Accordingly to Wikipedia as of this writing, Information Lifecycle Management refers to a wide-ranging set of strategies for administering storage systems on computing devices.  Searchstorage.com (an online storage magazine) offers the following explanation:  Information life cycle management (ILM) is a comprehensive approach to managing the flow of an information system’s data and associated metadata from creation and initial storage to the time when it becomes obsolete and is deleted. Unlike earlier approaches to data storage management, ILM involves all aspects of dealing with data, starting with user practices, rather than just automating storage procedures, as for example, hierarchical storage management (HSM) does. Also in contrast to older systems, ILM enables more complex criteria for storage management than data age and frequency if access. ILM products automate the processes involved, typically organizing data into separate tiers according to specified policies, and automating data migration from one tier to another based on those criteria. As a rule, newer data, and data that must be accessed more frequently, is stored on faster, but more expensive storage media, while less critical data is stored on cheaper, but slower media. However, the ILM approach recognizes that the importance of any data does not rely solely on its age or how often it’s accessed. Users can specify different policies for data that declines in value at different rates or that retains its value throughout its life span. A path management application, either as a component of ILM software or working in conjunction with it, makes it possible to retrieve any data stored by keeping track of where everything is in the storage cycle.

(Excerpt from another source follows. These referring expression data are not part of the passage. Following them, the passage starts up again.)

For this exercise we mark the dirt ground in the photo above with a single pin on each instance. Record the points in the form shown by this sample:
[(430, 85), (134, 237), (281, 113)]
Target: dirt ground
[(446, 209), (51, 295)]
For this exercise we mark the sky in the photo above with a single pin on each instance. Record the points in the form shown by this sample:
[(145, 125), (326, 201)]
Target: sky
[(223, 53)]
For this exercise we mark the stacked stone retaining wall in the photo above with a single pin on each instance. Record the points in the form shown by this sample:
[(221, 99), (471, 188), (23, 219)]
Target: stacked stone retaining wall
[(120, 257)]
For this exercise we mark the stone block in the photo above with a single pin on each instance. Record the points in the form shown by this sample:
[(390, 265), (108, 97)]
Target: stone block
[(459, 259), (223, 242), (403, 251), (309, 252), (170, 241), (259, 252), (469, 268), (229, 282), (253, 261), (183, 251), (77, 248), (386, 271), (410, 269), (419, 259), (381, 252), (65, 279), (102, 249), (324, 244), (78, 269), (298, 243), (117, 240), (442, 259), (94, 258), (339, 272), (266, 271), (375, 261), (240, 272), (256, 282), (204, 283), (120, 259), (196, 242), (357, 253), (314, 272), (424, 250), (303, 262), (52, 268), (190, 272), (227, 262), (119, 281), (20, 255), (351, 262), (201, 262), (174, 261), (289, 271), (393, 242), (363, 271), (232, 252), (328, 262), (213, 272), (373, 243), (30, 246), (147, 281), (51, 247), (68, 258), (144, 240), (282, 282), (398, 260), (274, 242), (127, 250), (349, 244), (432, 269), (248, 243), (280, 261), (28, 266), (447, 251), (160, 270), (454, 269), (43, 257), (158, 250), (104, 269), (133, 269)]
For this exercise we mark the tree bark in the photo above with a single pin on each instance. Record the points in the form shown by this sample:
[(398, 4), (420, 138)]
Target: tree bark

If you were able to get all the way through that (I had to read it 3 times) you probably concluded that (1) it was way too complicated (2) was very storage centric and likely too costly (3) was incomplete.  These are all reasons why this concept never took hold and is widely considered a failed concept.

But hold on … let’s not throw the baby out with the bath water quite yet.  The underlying idea is sound but needs modification.  In my opinion, here is what was wrong with the notion of ILM when it came to prominence in 2002 or so:

It’s incomplete:  Frequency of access does not determine the usefulness of information.  Any set of policies need to include the value of the information to the business itself and the legal and regulatory obligations.  Only calculating how recently files were accessed and used is an incomplete approach.  Wouldn’t it make sense to understand all of the relevant facets of information value (and obligations) along with frequency of access? 

It’s inefficient and leads to error:  Managing policies at the device level is a bad idea.  As an example, many storage devices require setting the retention policy at the device itself.  This seems crazy to me as a general principle.  Laws and obligations change, policies changes, humans make errors … all of which leads to a very manual time-consuming and error prone policy administration process.  Wouldn’t a centrally managed policy layer make more sense?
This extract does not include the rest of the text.